Jeremy Gillen comments on Richard Ngo’s Shortform

Jeremy Gillen 21 Jan 2026 1:10 UTC
6 points
2
We start off with some early values, and then develop instrumental strategies for achieving them. Those instrumental strategies become crystallized and then give rise to other instrumental strategies for achieving them, and so on.
This seems true of me for some cases, mostly during childhood. Maybe it was a hack that evolution used to get from near-sensory value specifications to more abstract values. But if I (maybe unfairly) take this as a full model of human values and entirely remove the terminal-instrumental distinction, then it seems to make a bunch of false predictions. E.g. there are lots of jobs that people don’t grow to love doing. E.g. There are lots of things that people love doing after only trying them once (where they tried it for no particular instrumental reason).
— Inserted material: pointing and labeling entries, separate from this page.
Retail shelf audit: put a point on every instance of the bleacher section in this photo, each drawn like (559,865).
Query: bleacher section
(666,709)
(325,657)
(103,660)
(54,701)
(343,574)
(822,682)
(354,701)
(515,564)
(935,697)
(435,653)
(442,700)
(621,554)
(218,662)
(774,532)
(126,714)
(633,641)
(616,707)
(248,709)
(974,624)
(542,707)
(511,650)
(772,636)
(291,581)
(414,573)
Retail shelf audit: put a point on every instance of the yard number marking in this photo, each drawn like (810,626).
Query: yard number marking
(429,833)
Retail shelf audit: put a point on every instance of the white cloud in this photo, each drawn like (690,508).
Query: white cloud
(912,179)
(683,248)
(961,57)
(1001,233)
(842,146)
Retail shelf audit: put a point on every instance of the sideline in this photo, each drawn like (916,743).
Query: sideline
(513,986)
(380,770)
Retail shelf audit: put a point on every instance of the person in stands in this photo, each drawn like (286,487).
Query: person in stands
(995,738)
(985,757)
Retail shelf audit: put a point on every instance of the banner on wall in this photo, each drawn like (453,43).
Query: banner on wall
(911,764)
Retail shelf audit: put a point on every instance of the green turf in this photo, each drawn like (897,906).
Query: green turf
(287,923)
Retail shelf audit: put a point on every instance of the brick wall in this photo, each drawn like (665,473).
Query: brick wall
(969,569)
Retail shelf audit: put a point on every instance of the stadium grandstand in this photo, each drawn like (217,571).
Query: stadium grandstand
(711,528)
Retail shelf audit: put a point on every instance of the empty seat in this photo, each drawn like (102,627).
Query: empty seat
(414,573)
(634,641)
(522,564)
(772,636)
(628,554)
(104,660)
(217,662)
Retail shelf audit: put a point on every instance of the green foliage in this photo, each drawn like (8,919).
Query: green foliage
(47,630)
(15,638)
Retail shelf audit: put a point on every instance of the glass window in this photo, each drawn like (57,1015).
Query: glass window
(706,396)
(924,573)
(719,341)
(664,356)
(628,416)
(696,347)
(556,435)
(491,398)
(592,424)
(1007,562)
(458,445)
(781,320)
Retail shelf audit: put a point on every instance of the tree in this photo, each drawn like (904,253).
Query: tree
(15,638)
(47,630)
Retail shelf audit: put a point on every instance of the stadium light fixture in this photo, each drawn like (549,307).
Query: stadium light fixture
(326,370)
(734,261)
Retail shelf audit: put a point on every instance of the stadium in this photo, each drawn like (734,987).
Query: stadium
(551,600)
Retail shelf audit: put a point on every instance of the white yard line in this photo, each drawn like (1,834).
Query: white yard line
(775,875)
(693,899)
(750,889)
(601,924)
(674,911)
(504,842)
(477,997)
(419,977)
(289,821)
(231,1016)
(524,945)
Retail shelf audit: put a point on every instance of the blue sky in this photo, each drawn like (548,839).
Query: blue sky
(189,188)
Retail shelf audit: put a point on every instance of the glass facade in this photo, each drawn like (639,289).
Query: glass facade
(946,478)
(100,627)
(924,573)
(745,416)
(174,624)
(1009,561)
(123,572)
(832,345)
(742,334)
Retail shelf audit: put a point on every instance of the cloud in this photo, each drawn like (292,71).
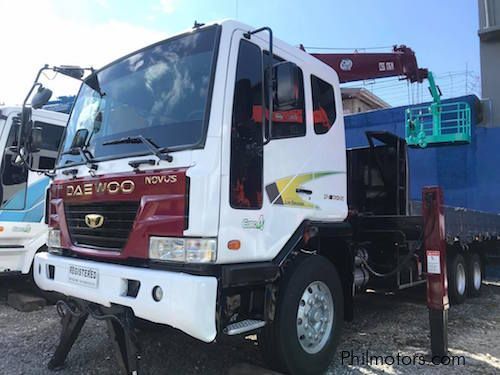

there’s a lot of room for positive-sum trade between goals
Once each goal exists there’s room for positive sum trade, but creating new goals is always purely negative for every other currently existing goal, right? My vague memory is that your response is that constructing new instrumental goals is somehow necessary for computational tractability, but I don’t get why that would be true.
- Richard_Ngo 21 Jan 2026 1:39 UTC
  5 points
  2
  Parent
  creating new goals is always purely negative for every other currently existing goal, right
  No more than hiring new employees is purely negative for existing employees at a company.
  The premise I’m working with here is that you can’t create goals without making them “terminal” in some sense (just as you can’t hire employees without giving them some influence over company culture).
  - Jeremy Gillen 21 Jan 2026 2:17 UTC
    4 points
    0
    Parent
    You did a good job of communicating your positive feelings about this kind of value system, I understand slightly better why you like it.
    I can see how it can be worth the trade-off to make a new goal if that’s the only way to get the work done. But it’s negative if the work can be done directly.
    And we know many small-ish cases where we can directly compute a policy from a goal. So what makes it impossible to make larger plans without adding new goals? And why does adding new goals shift it from impossible to possible?